2024 AIChE Annual Meeting
(458b) Physics-Informed Automated Discovery of Kinetic Models
Authors
- Introduction
Kinetic models are important for the design, optimization, and control of chemical processes, but their development is difficult. Traditional white box models are accurate, but their construction is time-consuming and require vast expertise. While more flexible alternatives like hybrid or black box models need large datasets and lack interpretability, posing risks in safety-critical applications.
Symbolic regression, a machine learning approach that derives mathematical models directly from data without predefined equations, is gaining popularity for its ability to uncover patterns and facilitate scientific discoveries, particularly in kinetic modeling [1]. Yet, existing symbolic regression methods like SINDy and ALAMO face limitations, such as reliance on accurate prior knowledge and vulnerability to noisy data.

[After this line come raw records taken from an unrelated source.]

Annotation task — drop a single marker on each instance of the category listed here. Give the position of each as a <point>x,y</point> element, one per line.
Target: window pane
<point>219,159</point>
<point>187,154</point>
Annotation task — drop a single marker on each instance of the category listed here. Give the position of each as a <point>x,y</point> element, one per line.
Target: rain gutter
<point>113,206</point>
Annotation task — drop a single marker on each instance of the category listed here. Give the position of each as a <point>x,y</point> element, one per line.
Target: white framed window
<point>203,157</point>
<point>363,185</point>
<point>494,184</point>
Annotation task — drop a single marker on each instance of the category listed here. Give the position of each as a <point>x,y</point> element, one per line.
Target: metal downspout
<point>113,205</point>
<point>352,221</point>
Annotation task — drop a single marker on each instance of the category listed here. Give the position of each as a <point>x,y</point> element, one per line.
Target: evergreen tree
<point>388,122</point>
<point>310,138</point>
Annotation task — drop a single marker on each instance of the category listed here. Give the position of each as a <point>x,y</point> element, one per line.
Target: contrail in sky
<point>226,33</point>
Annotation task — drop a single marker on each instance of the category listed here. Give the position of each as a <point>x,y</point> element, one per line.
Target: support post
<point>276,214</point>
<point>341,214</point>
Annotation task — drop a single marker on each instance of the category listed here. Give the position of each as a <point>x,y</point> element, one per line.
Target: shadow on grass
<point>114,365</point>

The ADoK-S and ADoK-W frameworks introduced by de Carvalho Servia et al. [2] advanced the field but highlighted the need for further improvements, including expert knowledge integration and uncertainty quantification. This study enhances the ADoK-S framework with these features, proposing physics-informed ADoK-S (PI-ADoK-S). The importance of these improvements is twofold. Firstly, providing an avenue for prior knowledge injection may reduce the enormous search space inherent to symbolic regression – reducing the experimental burden and creating a speed-up in scientific discovery – whilst also ensuring physically reasonable models. Secondly, providing measures of the uncertainty of a model’s predictions offers valuable information regarding the reliability of the model.
- Methodology
Developed in response to the shortcomings of conventional modelling methods, ADoK-S positioned itself as an alternative to SINDy and ALAMO by providing solutions to some of their shortcomings. The ADoK-S framework is composed of three main components: a genetic programming (GP) approach for creating models, a sequential optimization method for optimizing model parameters, and an Akaike Information Criterion (AIC)-based model selection procedure.

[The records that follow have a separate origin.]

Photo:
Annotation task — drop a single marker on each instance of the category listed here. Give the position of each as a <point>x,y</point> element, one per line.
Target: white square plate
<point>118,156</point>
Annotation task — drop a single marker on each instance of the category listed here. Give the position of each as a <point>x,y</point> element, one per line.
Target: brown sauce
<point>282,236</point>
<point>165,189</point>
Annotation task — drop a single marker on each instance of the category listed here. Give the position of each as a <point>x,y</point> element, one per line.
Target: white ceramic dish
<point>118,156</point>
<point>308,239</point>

In the original ADoK-S, kinetic rate models are derived from reaction rate estimations. To find the most appropriate kinetic model, the procedure starts with identifying optimal concentration profiles. From these, rate estimates are derived by numerical differentiation. Then, with the rate estimates, kinetic rate models are proposed and compared to the original dataset. When results are not satisfactory, ADoK-S utilizes a closed-loop strategy that finds optimal discriminatory experiments using Model-Based Design of Experiments (MBDoE) that are utilized to refine the output models of ADoK-S. This process is repeated until resources are exhausted or the required accuracy is reached.

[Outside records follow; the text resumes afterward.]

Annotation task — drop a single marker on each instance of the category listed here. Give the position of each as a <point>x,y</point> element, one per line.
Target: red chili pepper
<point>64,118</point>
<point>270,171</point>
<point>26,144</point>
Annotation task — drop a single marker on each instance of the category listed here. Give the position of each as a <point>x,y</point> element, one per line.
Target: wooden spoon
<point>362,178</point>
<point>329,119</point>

Despite its achievements, ADoK-S's drawbacks were discussed, most notably its inability to incorporate prior knowledge, and the absence of quantifying and propagating parametric uncertainty. These realizations prompted the development of PI-ADoK-S, an improved version of ADoK-S that fills in these shortcomings. By introducing methods for determining prediction uncertainty and directly incorporating prior knowledge, PI-ADoK-S considerably improves the reliability and application potential of the framework. Additional details about PI-ADoK-S and its procedure are provided, along with visual aids for a thorough comprehension (see attachment).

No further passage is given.